Bob Mackin
It took a war for Canadian telecoms to drop a Russian government propaganda outlet from their channel menus.
But a human rights group that advocates for journalists and lawyers in China is hoping that the federal regulator will end the authorization for two channels acting as Chinese Communist Party mouthpieces.
Bell, Rogers, Shaw and Telus each voluntarily pulled the English-language RT America after Russia invaded Ukraine. On March 1, Heritage Minister Pablo Rodriguez commended them and said that the Liberal government is asking the Canadian Radio-television Telecommunications Commission to fast-track a hearing process that could ban RT for good. “Disinformation has no place on Canadian airwaves,” Rodriguez Tweeted.
CRTC spokeswoman Isabella Maestri said the agency has received complaints from citizens about 2005-launched RT. The channel is still available via live streaming services and on its own website.
Safeguard Defenders’ campaign director Laura Harth called RT’s removal by Canadian telecoms “a very interesting development to see, especially in this time of information warfare” when authoritarian regimes are using modern media to spread disinformation and enforce their image in democratic countries.
“We hope that the same will go with regard to China, we hope that the lesson we can learn from the atrocities happening now in Ukraine,” Harth said in an interview from Rome.

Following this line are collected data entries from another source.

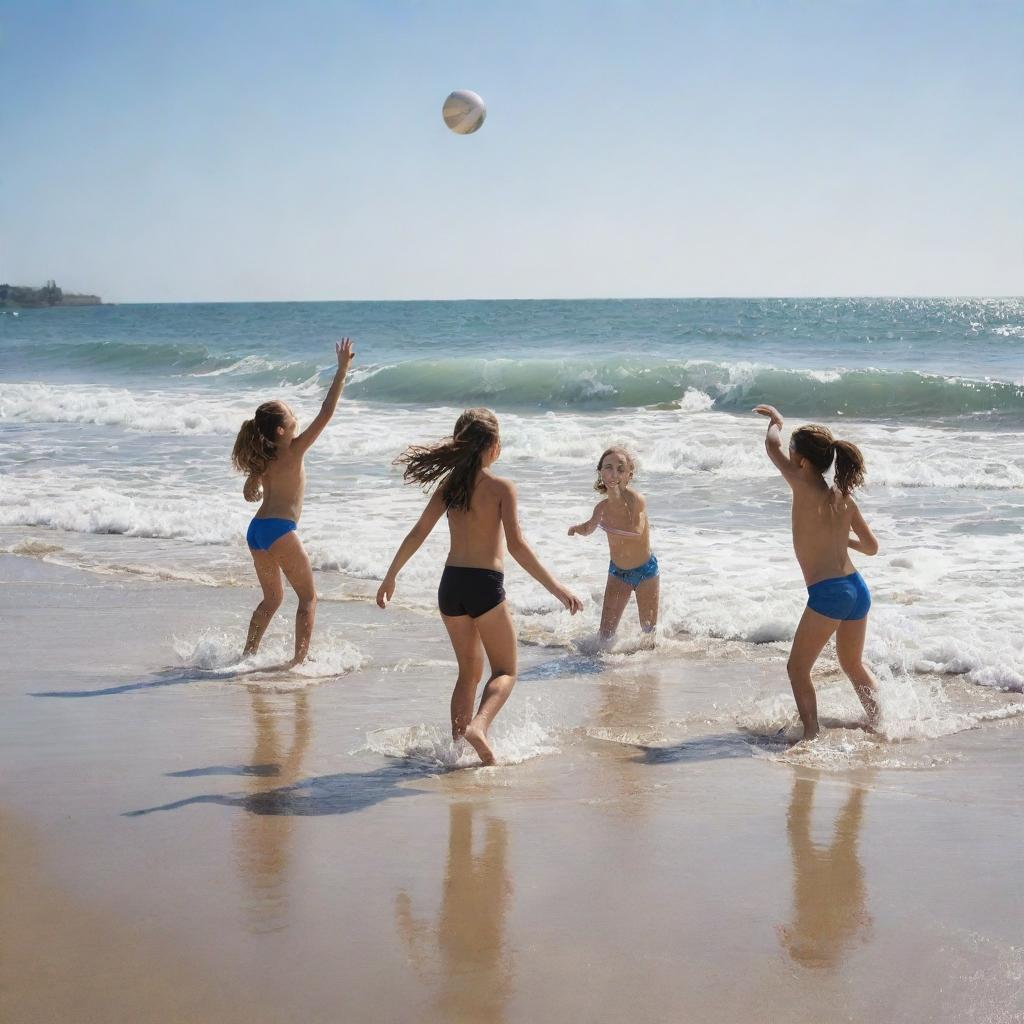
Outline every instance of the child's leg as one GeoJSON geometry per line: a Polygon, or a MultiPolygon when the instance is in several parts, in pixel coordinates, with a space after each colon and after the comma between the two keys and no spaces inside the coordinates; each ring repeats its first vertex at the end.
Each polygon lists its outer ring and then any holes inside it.
{"type": "Polygon", "coordinates": [[[442,615],[441,620],[459,662],[459,678],[452,691],[452,739],[457,740],[473,718],[476,688],[484,674],[484,649],[468,615],[442,615]]]}
{"type": "Polygon", "coordinates": [[[660,596],[660,576],[652,576],[636,588],[636,610],[640,613],[640,628],[645,633],[653,633],[657,629],[660,596]]]}
{"type": "Polygon", "coordinates": [[[281,582],[281,570],[274,556],[269,551],[252,551],[253,565],[256,567],[256,578],[263,588],[263,600],[256,606],[249,620],[249,634],[245,639],[245,650],[242,657],[248,658],[260,648],[263,634],[274,617],[274,612],[281,607],[284,600],[284,585],[281,582]]]}
{"type": "Polygon", "coordinates": [[[309,654],[309,641],[313,635],[313,622],[316,620],[313,567],[309,564],[306,549],[294,530],[275,540],[270,545],[270,551],[299,599],[299,607],[295,611],[295,657],[291,662],[298,665],[305,661],[306,655],[309,654]]]}
{"type": "Polygon", "coordinates": [[[601,639],[610,640],[619,628],[622,613],[633,596],[633,588],[617,576],[608,573],[604,588],[604,607],[601,609],[601,639]]]}
{"type": "Polygon", "coordinates": [[[838,625],[836,619],[826,618],[805,608],[800,624],[796,627],[796,636],[793,637],[786,671],[789,673],[789,684],[793,687],[800,721],[804,723],[805,740],[813,740],[818,735],[818,698],[811,682],[811,669],[838,625]]]}
{"type": "Polygon", "coordinates": [[[487,742],[487,730],[516,684],[516,630],[505,601],[474,619],[473,624],[487,652],[491,676],[480,697],[480,707],[466,727],[465,736],[484,764],[494,764],[494,751],[487,742]]]}
{"type": "Polygon", "coordinates": [[[878,683],[875,677],[861,660],[864,654],[864,637],[868,631],[868,619],[839,623],[836,631],[836,654],[839,656],[839,667],[853,683],[864,710],[867,712],[868,725],[878,724],[878,683]]]}

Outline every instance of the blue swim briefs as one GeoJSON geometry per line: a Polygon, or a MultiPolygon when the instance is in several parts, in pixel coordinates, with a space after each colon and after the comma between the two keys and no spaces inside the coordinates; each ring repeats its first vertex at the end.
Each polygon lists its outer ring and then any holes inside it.
{"type": "Polygon", "coordinates": [[[807,607],[828,619],[863,619],[871,607],[868,585],[859,572],[819,580],[807,588],[807,607]]]}
{"type": "Polygon", "coordinates": [[[249,524],[245,542],[253,551],[266,551],[275,540],[294,529],[293,519],[254,519],[249,524]]]}
{"type": "Polygon", "coordinates": [[[653,580],[658,575],[658,559],[651,555],[643,565],[638,565],[635,569],[620,569],[614,562],[609,562],[608,575],[628,583],[636,590],[644,580],[653,580]]]}

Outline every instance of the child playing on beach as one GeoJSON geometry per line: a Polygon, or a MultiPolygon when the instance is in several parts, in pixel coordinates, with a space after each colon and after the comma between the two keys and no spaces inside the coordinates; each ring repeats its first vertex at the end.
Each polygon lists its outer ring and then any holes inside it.
{"type": "Polygon", "coordinates": [[[283,572],[299,599],[295,613],[295,657],[289,663],[306,660],[316,616],[316,591],[313,569],[302,541],[295,532],[302,513],[306,488],[303,458],[310,445],[327,426],[345,386],[345,374],[355,352],[352,342],[343,338],[335,345],[338,370],[331,382],[316,418],[301,434],[298,421],[284,402],[264,402],[251,420],[242,424],[235,439],[231,461],[246,473],[242,493],[246,501],[263,499],[246,534],[246,542],[263,588],[263,600],[252,613],[243,657],[259,650],[263,634],[284,600],[283,572]]]}
{"type": "Polygon", "coordinates": [[[647,502],[629,485],[636,462],[625,448],[608,448],[597,463],[594,490],[606,495],[594,506],[594,514],[569,536],[589,537],[600,528],[608,535],[608,582],[601,609],[601,638],[610,640],[618,629],[629,599],[636,595],[640,628],[653,633],[658,625],[658,559],[651,553],[647,502]]]}
{"type": "Polygon", "coordinates": [[[402,566],[447,514],[451,540],[437,603],[459,663],[451,700],[452,739],[464,736],[486,765],[494,764],[487,730],[516,681],[516,631],[505,603],[505,544],[509,554],[570,613],[575,615],[582,607],[579,598],[540,564],[523,538],[516,489],[511,481],[491,472],[500,454],[494,413],[468,409],[456,421],[450,438],[434,445],[415,445],[397,460],[405,465],[406,480],[438,486],[399,546],[377,591],[377,604],[387,607],[402,566]],[[491,673],[474,715],[484,653],[491,673]]]}
{"type": "Polygon", "coordinates": [[[853,683],[868,726],[873,727],[879,713],[878,684],[861,660],[871,595],[849,555],[850,548],[864,555],[878,552],[878,541],[851,497],[864,482],[864,457],[855,444],[837,440],[826,427],[817,425],[794,430],[787,454],[779,411],[759,405],[754,412],[768,417],[764,442],[768,457],[793,491],[793,547],[807,583],[807,607],[786,666],[803,738],[818,735],[811,669],[833,633],[839,666],[853,683]],[[823,474],[833,462],[835,483],[829,487],[823,474]]]}

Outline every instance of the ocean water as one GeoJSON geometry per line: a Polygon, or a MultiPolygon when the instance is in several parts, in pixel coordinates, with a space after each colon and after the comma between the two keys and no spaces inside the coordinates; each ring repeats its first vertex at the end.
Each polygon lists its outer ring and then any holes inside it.
{"type": "MultiPolygon", "coordinates": [[[[781,657],[806,595],[788,493],[764,454],[765,422],[750,412],[771,402],[787,426],[826,423],[865,453],[860,503],[881,551],[854,560],[874,596],[867,654],[889,735],[955,731],[991,712],[986,694],[1024,690],[1022,299],[0,315],[3,545],[111,573],[253,586],[243,539],[253,506],[230,468],[234,435],[268,398],[311,417],[344,334],[356,340],[355,370],[307,458],[300,527],[326,595],[372,594],[425,500],[402,484],[394,458],[450,432],[464,407],[488,405],[502,424],[496,468],[519,486],[527,537],[587,602],[570,619],[510,565],[524,642],[591,649],[607,548],[566,531],[592,507],[598,456],[619,442],[638,458],[663,573],[659,646],[636,657],[662,670],[695,647],[740,663],[781,657]],[[958,703],[943,710],[952,683],[958,703]],[[974,709],[963,697],[972,690],[974,709]]],[[[399,581],[397,601],[424,615],[434,614],[444,532],[399,581]]],[[[633,656],[633,614],[614,657],[633,656]]],[[[330,652],[320,657],[333,664],[330,652]]],[[[774,722],[780,712],[765,714],[774,722]]]]}

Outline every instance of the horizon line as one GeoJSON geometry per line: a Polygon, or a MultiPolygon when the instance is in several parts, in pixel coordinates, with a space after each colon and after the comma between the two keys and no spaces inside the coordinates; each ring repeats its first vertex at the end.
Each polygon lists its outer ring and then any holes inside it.
{"type": "MultiPolygon", "coordinates": [[[[69,294],[95,294],[94,292],[70,292],[69,294]]],[[[102,297],[101,297],[102,298],[102,297]]],[[[357,303],[426,303],[426,302],[723,302],[723,301],[802,301],[807,299],[862,299],[862,300],[890,300],[890,299],[1024,299],[1024,294],[998,294],[998,293],[970,293],[970,292],[949,292],[946,294],[924,294],[913,292],[890,292],[869,294],[865,292],[847,294],[794,294],[794,295],[561,295],[550,297],[535,296],[514,296],[514,297],[487,297],[487,298],[402,298],[402,299],[123,299],[103,300],[99,304],[103,306],[243,306],[243,305],[338,305],[357,303]]],[[[94,308],[86,306],[69,305],[62,306],[40,306],[39,309],[84,309],[94,308]]]]}

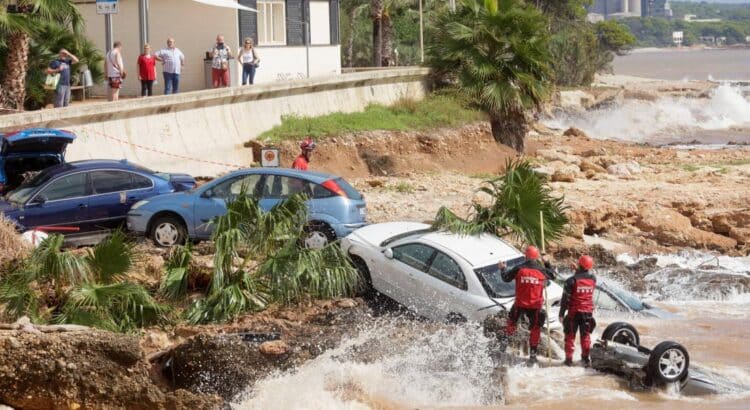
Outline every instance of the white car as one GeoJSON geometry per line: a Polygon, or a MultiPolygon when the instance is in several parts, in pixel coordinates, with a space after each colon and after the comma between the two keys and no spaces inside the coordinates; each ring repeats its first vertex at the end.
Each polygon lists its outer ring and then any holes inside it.
{"type": "MultiPolygon", "coordinates": [[[[416,222],[369,225],[342,239],[341,247],[375,290],[437,321],[481,321],[510,310],[515,283],[503,281],[497,263],[512,267],[525,260],[497,236],[435,232],[416,222]]],[[[562,288],[548,283],[550,308],[557,308],[562,288]]],[[[557,315],[549,316],[550,328],[560,328],[557,315]]]]}

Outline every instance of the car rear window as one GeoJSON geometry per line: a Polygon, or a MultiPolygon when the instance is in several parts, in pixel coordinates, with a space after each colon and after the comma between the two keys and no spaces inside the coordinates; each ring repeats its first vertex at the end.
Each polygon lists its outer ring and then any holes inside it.
{"type": "Polygon", "coordinates": [[[334,179],[334,181],[336,181],[336,183],[341,187],[341,189],[343,189],[344,192],[346,192],[346,196],[349,199],[356,199],[356,200],[362,199],[362,194],[360,194],[359,191],[354,189],[353,186],[349,185],[348,182],[344,181],[344,178],[336,178],[334,179]]]}

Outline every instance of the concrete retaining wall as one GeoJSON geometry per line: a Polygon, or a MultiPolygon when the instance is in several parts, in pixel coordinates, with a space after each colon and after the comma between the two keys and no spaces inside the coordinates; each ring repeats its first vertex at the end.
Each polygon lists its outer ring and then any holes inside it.
{"type": "Polygon", "coordinates": [[[1,116],[0,131],[64,128],[78,135],[69,161],[127,158],[160,171],[214,176],[250,165],[252,151],[243,144],[283,115],[421,99],[427,75],[427,69],[403,68],[34,111],[1,116]]]}

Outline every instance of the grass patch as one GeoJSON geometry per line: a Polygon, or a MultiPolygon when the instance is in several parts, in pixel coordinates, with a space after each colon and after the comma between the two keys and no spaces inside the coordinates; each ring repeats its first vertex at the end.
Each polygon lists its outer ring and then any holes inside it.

Safeguard Defenders complained to the CRTC in December 2019 about Mandarin language CCTV-4 and English language CGTN with evidence they aired dozens of forced confessions of prisoners from 2013 to 2019. It called the content abusive and harmful, and “typical of CCTV’s mode of operation and broadcast.”
Founder Peter Dahlin was himself detained for 23 days on trumped-up charges of endangering national security in early 2016 while running the China Action NGO. The Swede was released after a forced, false confession on state TV.
In January, Safeguard Defenders learned that the CRTC had demanded state parent company China International Communications Co., explain why CCTV-4 and CGTN should remain available on Canadian TV. A letter provided by the CRTC media relations office showed secretary general Claude Doucet threatened removal from the list of non-Canadian programming services authorized for distribution.
“If the allegations contained in Safeguard Defenders’ complaint are true, the distribution of such content in Canada is antithetical to the policy objectives of the [Broadcasting] Act and does not serve the public interest in any way,” Doucet wrote.
The services qualified for carriage in Canada in 2006 and 2012, respectively. In his letter, Doucet reminded CCTV-4 that when it was authorized, “the Commission made it clear that removal of a non-Canadian service from the list is a remedy that it will be prepared to exercise should content aired on the service be contrary to Canadian broadcasting policy.”
Maestri said that the Beijing company was granted a two-month extension from the original Jan. 31 deadline, but “have not yet replied in a substantive manner.”
In the U.K., regulator Ofcom ruled in early 2021 in favour of Safeguard Defenders and withdrew CGTN’s licence. It also issued issued £450,000 (or CAD$763,000) in fines for multiple violations.
Bell was the only telecom to respond to a query, but it only did so to confirm that it had withdrawn RT on Feb. 27. It did not answer questions about CCTV-4 and CGTN.
Harth said that with RT gone from the Canadian telecoms, there is a concern that the Chinese government services will act as proxies for Russia’s government. “They have a strategic alliance and marriage of convenience,” she said.
Some of CCTV-4’s programming airs elsewhere, such as the CCTV China World News twice-daily on the Shaw Multicultural Channel. The channel also carries newscasts from Taiwan’s FTV, The Epoch Times Hong Kong Express and NTD News Vancouver.
Canada’s spy agency, the Canadian Security Intelligence Service, reported in late 2020 that China, Russia and Iran were to blame for spreading pandemic-related disinformation in Canada about the source of COVID-19 and its remedies.
A 2021 CSIS report warned of the foreign influence tactics used by states hostile to Canadian values. “These include: human intelligence operations, the use of state-sponsored or foreign influenced media, and the use of sophisticated cyber tools.”
The goals of using traditional media and social media platforms, CSIS said, are to deliver foreign influence campaigns to change voter opinions, sway politicians’ choices, alter government relations and to “sow confusion and distrust in Canadian democratic processes and institutions.”